MADRID--The board of Spain's Deoleo SA agreed to sell the company to private-equity firm CVC Capital Partners, ending a monthslong and often politically charged search for a buyer of the world's largest olive-oil bottler.

Several Spanish banks with stakes in the maker of household brands such as Bertolli and Carbonell will sell 29.99% of the company to the U.K.-based firm, Deoleo announced late Thursday. CVC had offered to buy Deoleo for EUR0.38 (53 cents) a share, valuing the company at EUR438.8 million.

As part of the transaction, Deoleo may issue new shares that would be purchased by CVC to bolster Deoleo's finances. CVC has agreed to launch a takeover bid for the rest of the company once the first part of the transaction is concluded, Deoleo said.

Deoleo accounts for 22% of global sales of bottled olive oil, making it a prized asset in the food industry. It posted a EUR20 million euro profit last year and revenue of EUR813 million.

But a series of ill-timed acquisitions has left the company EUR472 million in debt at a time when Spanish banks are trimming their industrial holdings in an effort strengthen their capital ratios and focus attention on retail banking.

The group of former savings banks that control Deoleo hired J.P. Morgan Chase last summer to find a buyer for their stakes.

That decision drew interest from several private-equity funds as well as Italy's state-owned Fondo Strategico Italiano and Qatar Holding LLC, an arm of the Gulf emirate's main sovereign-wealth fund.

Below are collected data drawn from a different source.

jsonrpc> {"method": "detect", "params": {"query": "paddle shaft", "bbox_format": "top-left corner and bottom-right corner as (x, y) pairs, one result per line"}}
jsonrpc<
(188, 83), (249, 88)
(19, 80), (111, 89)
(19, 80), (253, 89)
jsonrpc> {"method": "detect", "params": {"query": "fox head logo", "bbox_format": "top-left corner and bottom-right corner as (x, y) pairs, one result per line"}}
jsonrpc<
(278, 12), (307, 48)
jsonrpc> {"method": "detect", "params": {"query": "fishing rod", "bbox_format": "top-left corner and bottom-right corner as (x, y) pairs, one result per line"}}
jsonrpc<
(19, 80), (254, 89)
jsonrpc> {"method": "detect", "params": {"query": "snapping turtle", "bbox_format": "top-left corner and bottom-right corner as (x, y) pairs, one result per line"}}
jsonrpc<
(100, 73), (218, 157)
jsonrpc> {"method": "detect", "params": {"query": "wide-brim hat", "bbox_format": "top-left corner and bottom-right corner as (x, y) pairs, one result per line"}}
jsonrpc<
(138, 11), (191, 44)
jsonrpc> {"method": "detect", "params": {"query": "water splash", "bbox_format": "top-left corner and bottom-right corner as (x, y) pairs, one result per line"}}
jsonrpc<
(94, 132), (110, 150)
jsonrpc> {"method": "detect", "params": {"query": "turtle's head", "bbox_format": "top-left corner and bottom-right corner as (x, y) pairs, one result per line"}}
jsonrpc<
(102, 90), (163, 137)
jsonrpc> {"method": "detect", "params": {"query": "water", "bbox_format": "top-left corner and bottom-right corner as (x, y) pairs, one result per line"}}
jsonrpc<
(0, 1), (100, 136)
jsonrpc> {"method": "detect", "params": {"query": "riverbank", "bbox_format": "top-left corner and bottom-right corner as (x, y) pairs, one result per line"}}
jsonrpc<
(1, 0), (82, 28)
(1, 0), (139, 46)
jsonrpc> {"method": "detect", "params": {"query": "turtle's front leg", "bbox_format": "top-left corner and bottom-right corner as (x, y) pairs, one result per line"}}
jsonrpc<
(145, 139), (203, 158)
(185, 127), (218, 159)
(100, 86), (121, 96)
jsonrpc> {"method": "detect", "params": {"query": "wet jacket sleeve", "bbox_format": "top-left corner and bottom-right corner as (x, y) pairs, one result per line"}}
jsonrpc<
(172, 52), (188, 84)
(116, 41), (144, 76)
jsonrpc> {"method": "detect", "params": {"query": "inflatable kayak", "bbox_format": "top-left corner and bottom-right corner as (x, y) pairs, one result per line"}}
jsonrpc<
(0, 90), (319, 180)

The latter two teamed up to bid for Deoleo, causing an uproar from Spanish olive-oil farmers and government officials, who frowned on the idea of Italian control over the biggest player in a Spanish-dominated industry but appeared to feel more comfortable with CVC's bid.

The government in recent days said it might buy a small stake in Deoleo to ensure a degree of Spanish control over the firm, but it hasn't done so. In Italy, Prime Minister Matteo Renzi told reporters that Spanish authorities seemed to have an ideological aversion to Italian control of the company.

Not all Deoleo's large shareholders supported the decision to sell to CVC. A cooperative of Spanish olive-oil farmers that owns 10% of the company said it "lamented" the Spanish banks' decision to sell to a foreign fund "when there were clear alternatives in the process giving the company a viable future with Spanish ownership."